L’hénotique n’offrait donc rien d’hétérodoxe dans l’expression, mais il était l’abandon équivalent du concile de Chalcédoine, abandon qu’une allusion perfide venait encore souligner. Zénon recommençait le jeu des eusébiens après Nicée, en essayant d’une formule assez lâche pour contenter tout le monde. Comme on pouvait le prévoir, il ne contenta personne, mais il mit aux mains des partis et des politiques une arme meurtrière. Pierre Monge signa l’hénotique et fut installé à Alexandrie à la place de Talaïa (octobre 482).
[Pierre fut assez habile pour se concilier le plus grand nombre des orthodoxes ; mais un certain nombre de monophysites intransigeants, ne lui pardonnant pas sa modération relative vis-à-vis du concile de Chalcédoine, se séparèrent de lui et formèrent le parti des acéphales (ἀκέφαλοι).]
Acace de Constantinople et Martyrius de Jérusalem acceptèrent sa communion ; mais Calandion d’Antioche la repoussa et, sur les réclamations à Rome de Talaïa, les deux papes Simplicius et Félix III se prononcèrent contre l’intrus. Un concile tenu à Rome en 484 déposa et anathématisa Pierre Monge. Acace lui-même fut déclaré coupable, excommunié et déposé par Félix III. Des moines acémètesc se chargèrent de notifier cette sentence au patriarche de Constantinople. Celui-ci refusa de s’y soumettre et raya des diptyques le nom du pape. C’était le schisme (484).
c – Ἀκοίμηται, qui ne dorment pas. C’étaient, on le verra, des chalcédoniens intransigeants et même outrés.
Il dura trente-cinq ans et ne sépara pas de Rome Constantinople seule mais toute l’Église grecque dont les principaux sièges reçurent des titulaires signataires de l’hénotiqued. Ce n’est pas à dire que tous ces évêques fussent antichalcédoniens et monophysites. Sauf en Égypte, le concile de Chalcédoine fut généralement respecté jusqu’en 509. Plusieurs fois même des efforts furent faits à Constantinople par les patriarches Fravitta (489-490), Euphemius (490-496) et Macedonius II (496-511) pour reprendre la communion romaine. Mais les papes y mirent toujours pour condition la radiation, dans les diptyques, du nom d’Acace, et cette condition parut impossible à réaliser. Vers l’année 509 cependant la situation commence à empirer. L’empereur Anastase, devenu franchement monophysite, se montre plus exigeant. A Constantinople, Macedonius doit céder la place à Timothée (511-518), qui condamne le concile de Chalcédoine. A Antioche, Flavien (498-512) doit céder de même au fameux Sévère (512-518), monophysite déclaré. Pour n’avoir pas voulu reconnaître Sévère, Élie de Jérusalem est banni et remplacé par Jean (516-524), qui n’exécute pas, il est vrai, sa promesse d’anathématiser le concile de 451. Quant à l’Égypte, elle était, depuis Pierre Monge (482-490), à peu près perdue pour l’orthodoxie. Les évêques d’Alexandrie qui lui avaient succédé, Athanase II (490-496), Jean II (496-505), Jean III (505-515 ou 516) s’étaient tous prononcés contre les décisions de Chalcédoine, sans parvenir cependant à ramener à eux le parti irréductible des acéphales.
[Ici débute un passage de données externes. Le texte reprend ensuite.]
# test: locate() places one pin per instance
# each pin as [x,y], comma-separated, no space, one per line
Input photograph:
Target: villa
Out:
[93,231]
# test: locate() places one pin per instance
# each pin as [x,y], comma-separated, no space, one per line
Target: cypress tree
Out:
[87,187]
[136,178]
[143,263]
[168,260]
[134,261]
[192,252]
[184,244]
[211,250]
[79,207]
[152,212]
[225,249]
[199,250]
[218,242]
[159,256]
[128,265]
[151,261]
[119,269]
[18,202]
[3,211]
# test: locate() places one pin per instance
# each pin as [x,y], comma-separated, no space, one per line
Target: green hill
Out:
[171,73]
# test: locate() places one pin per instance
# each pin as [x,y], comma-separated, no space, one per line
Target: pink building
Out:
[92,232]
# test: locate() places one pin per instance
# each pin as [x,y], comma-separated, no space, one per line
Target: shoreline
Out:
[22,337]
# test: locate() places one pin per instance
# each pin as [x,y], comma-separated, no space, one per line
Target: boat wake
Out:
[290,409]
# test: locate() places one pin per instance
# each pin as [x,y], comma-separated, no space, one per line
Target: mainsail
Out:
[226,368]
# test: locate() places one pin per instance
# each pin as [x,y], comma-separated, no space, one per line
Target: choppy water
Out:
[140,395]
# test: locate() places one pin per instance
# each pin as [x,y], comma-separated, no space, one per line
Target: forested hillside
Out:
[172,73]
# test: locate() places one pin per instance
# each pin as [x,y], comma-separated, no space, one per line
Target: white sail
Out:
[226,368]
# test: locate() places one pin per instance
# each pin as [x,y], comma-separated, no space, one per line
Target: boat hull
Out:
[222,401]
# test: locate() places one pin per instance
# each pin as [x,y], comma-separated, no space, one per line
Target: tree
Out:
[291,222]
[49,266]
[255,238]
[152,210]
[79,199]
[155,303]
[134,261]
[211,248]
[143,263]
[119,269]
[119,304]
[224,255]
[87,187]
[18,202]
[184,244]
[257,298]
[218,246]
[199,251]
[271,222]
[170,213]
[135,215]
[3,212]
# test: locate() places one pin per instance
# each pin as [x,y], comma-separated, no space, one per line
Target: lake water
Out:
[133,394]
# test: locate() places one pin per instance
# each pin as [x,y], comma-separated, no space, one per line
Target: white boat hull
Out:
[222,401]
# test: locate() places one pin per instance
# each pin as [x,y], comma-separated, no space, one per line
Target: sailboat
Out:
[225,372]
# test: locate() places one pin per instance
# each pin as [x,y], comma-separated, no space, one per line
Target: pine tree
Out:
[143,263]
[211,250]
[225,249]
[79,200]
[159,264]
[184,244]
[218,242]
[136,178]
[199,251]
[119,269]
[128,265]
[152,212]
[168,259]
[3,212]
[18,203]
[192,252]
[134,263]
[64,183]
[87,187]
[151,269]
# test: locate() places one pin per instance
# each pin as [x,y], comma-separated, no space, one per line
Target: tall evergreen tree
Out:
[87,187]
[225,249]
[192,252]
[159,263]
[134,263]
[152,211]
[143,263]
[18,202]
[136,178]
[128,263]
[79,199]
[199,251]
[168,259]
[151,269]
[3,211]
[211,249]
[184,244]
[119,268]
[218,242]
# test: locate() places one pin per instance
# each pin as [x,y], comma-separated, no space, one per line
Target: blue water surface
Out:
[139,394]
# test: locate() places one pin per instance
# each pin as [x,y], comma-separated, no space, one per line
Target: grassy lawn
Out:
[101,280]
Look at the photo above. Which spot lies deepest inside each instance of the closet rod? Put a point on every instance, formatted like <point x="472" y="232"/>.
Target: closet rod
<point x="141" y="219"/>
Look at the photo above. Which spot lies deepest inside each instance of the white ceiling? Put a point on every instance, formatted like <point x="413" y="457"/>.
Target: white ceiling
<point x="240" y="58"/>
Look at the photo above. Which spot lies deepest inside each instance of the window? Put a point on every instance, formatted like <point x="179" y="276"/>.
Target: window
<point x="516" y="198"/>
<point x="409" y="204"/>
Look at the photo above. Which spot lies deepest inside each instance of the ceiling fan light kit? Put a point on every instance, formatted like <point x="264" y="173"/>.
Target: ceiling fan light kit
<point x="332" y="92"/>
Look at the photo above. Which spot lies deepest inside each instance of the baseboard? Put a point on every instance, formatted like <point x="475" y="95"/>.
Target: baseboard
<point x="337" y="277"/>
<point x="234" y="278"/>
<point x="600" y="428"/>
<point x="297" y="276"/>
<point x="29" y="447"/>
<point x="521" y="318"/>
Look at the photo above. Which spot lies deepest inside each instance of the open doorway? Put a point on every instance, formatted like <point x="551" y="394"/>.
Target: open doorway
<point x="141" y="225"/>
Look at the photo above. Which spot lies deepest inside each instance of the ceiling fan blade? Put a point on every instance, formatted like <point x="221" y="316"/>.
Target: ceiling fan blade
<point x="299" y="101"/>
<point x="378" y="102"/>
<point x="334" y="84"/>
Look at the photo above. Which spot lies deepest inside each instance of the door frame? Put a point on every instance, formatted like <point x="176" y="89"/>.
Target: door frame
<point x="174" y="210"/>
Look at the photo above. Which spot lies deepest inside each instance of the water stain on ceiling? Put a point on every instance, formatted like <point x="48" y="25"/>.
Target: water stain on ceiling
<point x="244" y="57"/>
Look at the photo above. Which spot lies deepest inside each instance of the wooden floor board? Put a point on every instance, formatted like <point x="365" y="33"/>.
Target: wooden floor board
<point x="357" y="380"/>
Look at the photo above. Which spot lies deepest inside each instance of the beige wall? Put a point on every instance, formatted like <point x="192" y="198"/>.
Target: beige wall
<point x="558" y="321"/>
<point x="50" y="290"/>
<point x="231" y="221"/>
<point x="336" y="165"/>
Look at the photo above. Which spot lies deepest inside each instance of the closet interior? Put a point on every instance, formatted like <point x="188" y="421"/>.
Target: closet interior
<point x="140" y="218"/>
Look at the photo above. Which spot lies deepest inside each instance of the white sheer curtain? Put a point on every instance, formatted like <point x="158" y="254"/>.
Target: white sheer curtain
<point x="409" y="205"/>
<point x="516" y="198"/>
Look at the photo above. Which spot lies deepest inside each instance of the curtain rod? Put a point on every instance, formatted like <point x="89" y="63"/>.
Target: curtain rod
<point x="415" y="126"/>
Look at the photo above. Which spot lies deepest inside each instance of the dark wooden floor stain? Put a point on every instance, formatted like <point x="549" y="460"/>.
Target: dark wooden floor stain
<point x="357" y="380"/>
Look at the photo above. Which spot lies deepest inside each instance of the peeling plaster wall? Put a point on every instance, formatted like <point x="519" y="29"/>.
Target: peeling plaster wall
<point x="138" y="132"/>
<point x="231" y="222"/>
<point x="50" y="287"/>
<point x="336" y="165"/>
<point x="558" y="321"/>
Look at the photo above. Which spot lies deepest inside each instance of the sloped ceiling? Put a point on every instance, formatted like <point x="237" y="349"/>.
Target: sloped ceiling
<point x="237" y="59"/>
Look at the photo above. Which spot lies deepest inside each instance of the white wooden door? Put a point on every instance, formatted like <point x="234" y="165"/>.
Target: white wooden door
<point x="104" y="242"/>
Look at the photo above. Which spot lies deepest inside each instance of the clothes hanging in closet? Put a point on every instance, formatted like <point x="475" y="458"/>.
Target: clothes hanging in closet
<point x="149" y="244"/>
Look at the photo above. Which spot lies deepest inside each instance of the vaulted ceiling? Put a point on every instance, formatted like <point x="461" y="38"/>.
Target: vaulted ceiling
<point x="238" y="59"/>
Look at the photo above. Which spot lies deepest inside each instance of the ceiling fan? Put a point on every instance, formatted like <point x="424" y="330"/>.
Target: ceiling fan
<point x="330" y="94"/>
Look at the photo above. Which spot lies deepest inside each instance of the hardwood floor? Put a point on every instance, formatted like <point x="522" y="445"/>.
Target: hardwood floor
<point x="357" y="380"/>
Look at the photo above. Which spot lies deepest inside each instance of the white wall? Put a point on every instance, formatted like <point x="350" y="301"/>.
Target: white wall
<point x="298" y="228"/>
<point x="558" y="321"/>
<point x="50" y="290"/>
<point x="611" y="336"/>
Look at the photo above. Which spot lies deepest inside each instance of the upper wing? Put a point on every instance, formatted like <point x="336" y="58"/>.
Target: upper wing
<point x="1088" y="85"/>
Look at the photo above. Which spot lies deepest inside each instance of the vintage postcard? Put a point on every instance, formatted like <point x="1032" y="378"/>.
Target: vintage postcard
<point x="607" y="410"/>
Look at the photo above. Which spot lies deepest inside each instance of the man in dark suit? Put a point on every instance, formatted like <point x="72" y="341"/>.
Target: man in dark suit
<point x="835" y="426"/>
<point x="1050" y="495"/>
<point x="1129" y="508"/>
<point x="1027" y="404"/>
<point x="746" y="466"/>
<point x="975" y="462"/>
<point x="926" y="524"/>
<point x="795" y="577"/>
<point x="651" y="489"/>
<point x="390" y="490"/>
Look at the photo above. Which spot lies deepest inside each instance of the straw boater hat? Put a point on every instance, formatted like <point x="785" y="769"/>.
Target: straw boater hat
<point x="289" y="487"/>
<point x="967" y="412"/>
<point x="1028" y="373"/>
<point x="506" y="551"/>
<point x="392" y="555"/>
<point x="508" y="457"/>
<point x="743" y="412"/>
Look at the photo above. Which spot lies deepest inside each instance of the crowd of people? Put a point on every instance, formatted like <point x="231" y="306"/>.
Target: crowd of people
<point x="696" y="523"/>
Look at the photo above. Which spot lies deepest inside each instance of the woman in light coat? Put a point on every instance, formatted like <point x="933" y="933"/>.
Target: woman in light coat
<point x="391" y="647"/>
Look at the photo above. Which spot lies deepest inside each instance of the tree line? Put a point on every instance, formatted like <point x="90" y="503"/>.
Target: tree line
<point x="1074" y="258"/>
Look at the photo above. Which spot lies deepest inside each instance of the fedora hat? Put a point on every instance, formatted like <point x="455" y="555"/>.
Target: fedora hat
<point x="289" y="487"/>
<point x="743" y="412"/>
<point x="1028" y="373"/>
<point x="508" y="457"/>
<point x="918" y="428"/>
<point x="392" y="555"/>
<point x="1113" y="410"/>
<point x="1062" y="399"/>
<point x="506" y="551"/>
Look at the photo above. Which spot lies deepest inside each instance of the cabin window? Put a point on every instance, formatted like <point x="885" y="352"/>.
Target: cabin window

La situation était des plus critiques pour les dyophysites. Elle fut dénouée, comme souvent en Orient, par la mort de l’empereur en 518. Le successeur d’Anastase, Justin Ier, était un chalcédonien déclaré. Aussitôt le revirement commença ; les relations furent reprises avec le pape. De Rome, Hormisdas envoya cinq légats apportant avec eux la célèbre formule que devaient signer Jean II de Constantinople et les évêques orientaux. Après avoir affirmé la primauté de l’Église romaine et sa persévérance constante dans la vraie foi (quia in sede apostolica immaculata est semper servata religio), cette formule prononçait l’anathème contre Nestorius, Eutychès, Dioscore, Timothée Ælure, Pierre (Monge), Acace, Pierre le Foulon. On y recevait le concile de Chalcédoine et toutes les épîtres de saint Léon écrites sur la foi. On y faisait profession de suivre en tout le siège apostolique (sequentes in omnibus apostolicam sedem, et praedicantes eius omnia constituta), en qui la religion a son intégrité et sa solidité (in qua est integra et verax christianae religionis soliditas) ; et enfin on s’y engageait à rayer des diptyques les noms de ceux qui s’étaient séparés de la communion de l’Église, c’est-à-dire du siège apostolique (sequestratos a communione Ecclesiae catholicae, id est non consentientes sedi apostolicae).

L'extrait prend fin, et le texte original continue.